Productivity is the amount of output per unit of input. As productivity rises, unemployment temporarily increases. In China, modern factories are replacing inefficient, polluting state-run enterprises, displacing millions of Chinese workers.

Does this mean we should shun productivity gains and the technologies responsible for them? Of course not. Productivity is a basic indicator of economic health. Why? Because producing the same good with less input not only makes it more affordable, but importantly frees human and physical resources for use in other areas. “It can be said without exaggeration...in the long run probably nothing is as important for economic welfare as...productivity growth,” wrote Princeton economist William J. Baumol.

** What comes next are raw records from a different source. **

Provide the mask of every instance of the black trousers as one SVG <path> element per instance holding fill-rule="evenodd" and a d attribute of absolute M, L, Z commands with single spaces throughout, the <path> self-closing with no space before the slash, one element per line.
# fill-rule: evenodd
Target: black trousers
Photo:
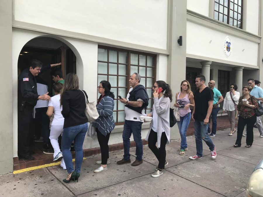
<path fill-rule="evenodd" d="M 45 144 L 50 144 L 49 135 L 49 118 L 46 115 L 47 107 L 36 108 L 35 118 L 33 119 L 35 135 L 38 139 L 41 136 L 40 130 L 42 132 L 42 136 Z"/>
<path fill-rule="evenodd" d="M 101 134 L 98 128 L 96 128 L 97 137 L 101 148 L 101 164 L 106 165 L 107 164 L 107 160 L 109 158 L 109 146 L 108 142 L 110 139 L 110 133 L 107 133 L 106 136 Z"/>
<path fill-rule="evenodd" d="M 159 169 L 164 168 L 165 163 L 165 158 L 166 157 L 166 151 L 165 150 L 165 145 L 167 142 L 167 137 L 165 132 L 163 132 L 161 137 L 161 144 L 160 148 L 158 149 L 156 146 L 156 142 L 157 141 L 157 133 L 155 132 L 152 129 L 151 130 L 148 139 L 148 146 L 155 155 L 159 163 L 158 168 Z"/>
<path fill-rule="evenodd" d="M 243 118 L 239 116 L 238 123 L 238 131 L 236 141 L 235 144 L 238 146 L 241 146 L 241 139 L 245 128 L 247 125 L 247 138 L 246 141 L 247 145 L 252 146 L 253 143 L 253 126 L 257 121 L 257 116 L 255 115 L 248 118 Z"/>
<path fill-rule="evenodd" d="M 22 157 L 30 154 L 29 146 L 33 135 L 33 108 L 25 106 L 23 111 L 19 109 L 18 110 L 18 151 L 19 156 Z"/>

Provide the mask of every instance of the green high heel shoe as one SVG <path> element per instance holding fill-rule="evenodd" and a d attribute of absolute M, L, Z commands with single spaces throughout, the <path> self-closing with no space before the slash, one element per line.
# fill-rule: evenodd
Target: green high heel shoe
<path fill-rule="evenodd" d="M 75 182 L 76 174 L 77 173 L 75 171 L 73 171 L 71 173 L 71 175 L 70 176 L 69 176 L 69 174 L 68 175 L 68 176 L 67 177 L 67 178 L 69 179 L 68 180 L 67 179 L 63 179 L 63 181 L 65 183 L 69 183 L 72 180 Z"/>
<path fill-rule="evenodd" d="M 80 173 L 79 173 L 78 172 L 77 172 L 76 174 L 76 176 L 75 177 L 75 180 L 77 180 L 77 183 L 79 181 L 79 177 L 80 176 Z M 72 180 L 73 181 L 73 179 L 72 178 L 71 178 Z"/>

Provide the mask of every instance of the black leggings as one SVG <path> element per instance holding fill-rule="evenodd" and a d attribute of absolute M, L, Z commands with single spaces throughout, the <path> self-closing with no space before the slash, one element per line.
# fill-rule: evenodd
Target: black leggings
<path fill-rule="evenodd" d="M 167 137 L 166 137 L 165 132 L 163 132 L 162 133 L 162 136 L 161 137 L 161 144 L 160 148 L 159 149 L 156 146 L 156 142 L 157 141 L 157 133 L 151 129 L 148 139 L 148 146 L 155 155 L 156 158 L 159 161 L 158 168 L 159 169 L 162 169 L 164 168 L 165 158 L 166 157 L 165 145 L 167 142 Z"/>
<path fill-rule="evenodd" d="M 257 116 L 255 115 L 244 118 L 240 116 L 238 118 L 238 131 L 236 141 L 235 144 L 240 147 L 241 146 L 241 139 L 245 128 L 247 125 L 247 138 L 246 141 L 247 145 L 252 146 L 253 143 L 253 126 L 257 121 Z"/>
<path fill-rule="evenodd" d="M 109 146 L 108 142 L 110 139 L 110 133 L 107 133 L 106 136 L 101 134 L 98 129 L 96 128 L 97 132 L 97 137 L 101 148 L 101 164 L 106 165 L 107 164 L 107 160 L 109 158 Z"/>

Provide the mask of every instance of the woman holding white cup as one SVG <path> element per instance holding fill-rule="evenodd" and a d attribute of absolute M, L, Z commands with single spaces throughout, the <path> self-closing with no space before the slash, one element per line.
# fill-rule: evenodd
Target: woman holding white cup
<path fill-rule="evenodd" d="M 249 93 L 252 90 L 251 86 L 245 86 L 242 89 L 243 95 L 239 98 L 236 108 L 236 119 L 237 120 L 239 114 L 238 123 L 238 131 L 236 140 L 234 147 L 241 146 L 241 140 L 245 125 L 247 125 L 247 145 L 245 147 L 249 148 L 253 143 L 253 126 L 257 121 L 257 116 L 254 109 L 257 109 L 258 105 L 256 97 Z"/>

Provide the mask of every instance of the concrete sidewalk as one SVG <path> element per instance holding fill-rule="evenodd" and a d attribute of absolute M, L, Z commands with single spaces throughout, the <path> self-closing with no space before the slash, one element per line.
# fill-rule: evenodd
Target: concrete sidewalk
<path fill-rule="evenodd" d="M 229 129 L 219 131 L 212 138 L 217 153 L 211 152 L 203 143 L 201 159 L 191 160 L 196 152 L 194 137 L 187 137 L 189 150 L 180 156 L 177 149 L 180 140 L 171 142 L 166 148 L 169 163 L 163 174 L 151 176 L 157 160 L 147 145 L 143 147 L 143 162 L 132 167 L 131 164 L 117 165 L 123 158 L 123 150 L 110 153 L 111 163 L 101 173 L 93 170 L 99 166 L 96 161 L 100 154 L 83 160 L 78 182 L 64 183 L 67 172 L 59 165 L 0 177 L 0 195 L 5 196 L 244 196 L 249 176 L 263 157 L 263 138 L 254 130 L 254 142 L 250 148 L 234 148 L 236 133 L 229 136 Z M 131 148 L 132 162 L 135 148 Z"/>

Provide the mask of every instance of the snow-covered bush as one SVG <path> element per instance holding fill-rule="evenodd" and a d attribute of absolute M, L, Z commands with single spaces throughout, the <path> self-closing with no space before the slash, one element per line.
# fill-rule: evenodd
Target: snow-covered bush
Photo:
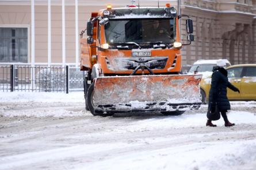
<path fill-rule="evenodd" d="M 65 75 L 64 68 L 41 68 L 36 74 L 37 88 L 43 91 L 64 90 Z"/>

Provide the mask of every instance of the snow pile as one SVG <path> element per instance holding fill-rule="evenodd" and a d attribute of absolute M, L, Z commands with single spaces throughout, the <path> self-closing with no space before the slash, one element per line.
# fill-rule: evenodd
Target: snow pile
<path fill-rule="evenodd" d="M 231 111 L 228 117 L 231 122 L 238 124 L 255 124 L 256 123 L 256 115 L 246 111 Z M 151 130 L 155 129 L 182 128 L 189 127 L 205 126 L 207 121 L 205 115 L 202 114 L 189 114 L 188 111 L 184 114 L 178 116 L 166 117 L 157 117 L 151 119 L 138 121 L 136 123 L 128 126 L 127 128 L 131 132 L 142 132 Z M 218 126 L 224 126 L 224 121 L 222 118 L 217 121 L 213 121 L 213 123 Z M 118 129 L 117 131 L 126 130 Z"/>
<path fill-rule="evenodd" d="M 84 108 L 81 110 L 74 111 L 62 109 L 60 107 L 55 109 L 25 109 L 21 110 L 0 110 L 0 115 L 7 117 L 53 117 L 56 118 L 62 118 L 65 117 L 77 117 L 84 116 L 86 111 Z"/>
<path fill-rule="evenodd" d="M 201 142 L 161 149 L 133 150 L 75 169 L 230 169 L 256 159 L 256 140 Z M 118 163 L 117 164 L 116 163 Z"/>
<path fill-rule="evenodd" d="M 84 102 L 83 92 L 0 92 L 1 102 Z"/>

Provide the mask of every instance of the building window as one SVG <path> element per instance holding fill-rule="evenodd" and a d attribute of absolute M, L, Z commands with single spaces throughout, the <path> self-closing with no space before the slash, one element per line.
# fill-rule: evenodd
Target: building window
<path fill-rule="evenodd" d="M 0 28 L 0 62 L 28 63 L 27 28 Z"/>

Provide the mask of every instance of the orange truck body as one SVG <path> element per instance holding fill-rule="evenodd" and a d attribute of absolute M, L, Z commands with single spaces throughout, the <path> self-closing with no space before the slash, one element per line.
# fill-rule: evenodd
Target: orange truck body
<path fill-rule="evenodd" d="M 127 9 L 133 10 L 131 7 Z M 140 11 L 139 8 L 135 9 L 133 13 Z M 168 11 L 166 7 L 163 9 Z M 100 20 L 106 18 L 104 13 L 108 10 L 110 13 L 115 11 L 114 9 L 107 9 L 91 14 L 91 20 L 98 18 L 91 22 L 93 34 L 90 37 L 93 41 L 87 43 L 87 38 L 82 36 L 80 41 L 81 69 L 86 71 L 88 75 L 85 83 L 86 105 L 90 107 L 87 109 L 93 115 L 102 115 L 109 113 L 133 111 L 172 113 L 199 108 L 201 101 L 198 84 L 201 76 L 180 74 L 181 46 L 175 47 L 173 44 L 170 48 L 149 49 L 101 48 L 102 44 L 109 43 L 106 40 L 105 25 L 100 24 Z M 175 23 L 175 41 L 179 42 L 179 17 L 173 18 Z M 133 52 L 139 55 L 145 51 L 150 51 L 150 56 L 135 57 L 133 55 Z M 132 62 L 140 64 L 144 60 L 159 60 L 161 57 L 165 63 L 160 68 L 144 69 L 142 67 L 135 71 L 134 68 L 125 69 L 120 64 L 132 59 Z M 87 84 L 88 80 L 91 80 L 91 85 Z M 93 87 L 88 90 L 90 86 Z M 91 92 L 92 88 L 93 91 Z"/>

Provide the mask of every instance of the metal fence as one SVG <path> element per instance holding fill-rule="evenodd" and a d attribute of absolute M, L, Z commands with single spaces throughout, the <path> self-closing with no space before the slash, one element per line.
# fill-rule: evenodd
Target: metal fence
<path fill-rule="evenodd" d="M 81 91 L 85 74 L 72 65 L 0 64 L 0 91 Z"/>

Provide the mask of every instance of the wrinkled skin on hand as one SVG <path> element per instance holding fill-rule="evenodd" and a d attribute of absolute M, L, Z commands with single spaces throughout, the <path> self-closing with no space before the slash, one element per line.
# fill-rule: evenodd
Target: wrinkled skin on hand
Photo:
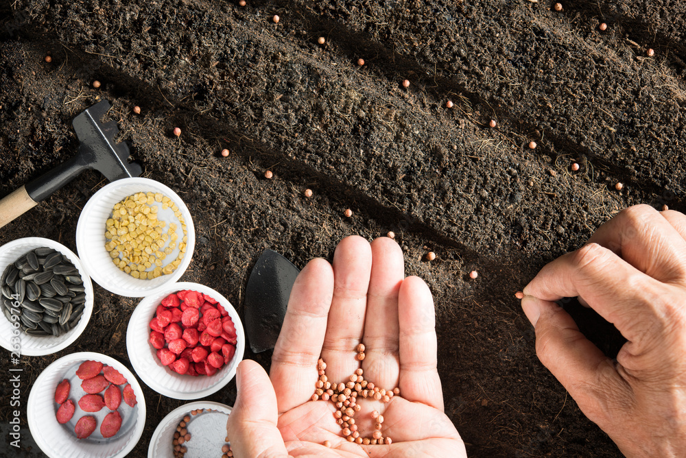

U.S. labor productivity has grown about 2 percent a year for the past century. That means living standards have doubled, on average, every thirty-five years. Throughout history the number-one country in the world has always been the productivity leader. It was northern Italy from the thirteenth to the sixteenth centuries, the Dutch republic in the seventeenth and early eighteenth, Britain in the late eighteenth and most of the nineteenth, and the United States for the entire twentieth century.

The jobs that America is losing are being replaced by new and different jobs. A quarter of all Americans now work in jobs that didn’t even exist in the Census Bureau’s occupation codes in 1967.

Innovation is relentless in driving the global economy toward efficiency. We’re moving ever faster from the industrial into the information age. Developing nations benefit from the dissemination of technology. They are able to shortcut the modernization process that took western nations centuries.

Innovation is central to economic progress and we know it often causes painful social transformations. This pain spurs politicians to promote protectionist policies to retard this process. But protectionism is always counterproductive.

For example, the Bush steel tariffs cost far more jobs among steel consumers than they saved among steel producers. Tariffs raised the cost of steel to these industries, making the products they sell less competitive.

President Clinton’s Secretary of Labor, Robert Reich, understands the big picture:

"We should stop pining after the days when millions of Americans stood along assembly lines and continuously bolted, fit, soldered or clamped.... Those days are over. And stop blaming poor nations whose workers get very low wages. Of course their wages are low; these nations are poor. They can become more prosperous only by exporting to rich nations. When America blocks their exports by erecting tariffs and subsidizing...domestic industries, we prevent them from doing better. Helping poorer nations become more prosperous is not only in the interest of humanity but also politically wise because it lessens global instability."

We can count on politicians to court voters by making promises they can’t keep. Future economic progress depends (as it always has) on how entrepreneurs see and respond to changing opportunities and preferences. This natural progression of “creative destruction” is responsible for America’s economic power. Beware of politicians promoting policies that interfere with the evolution of progress.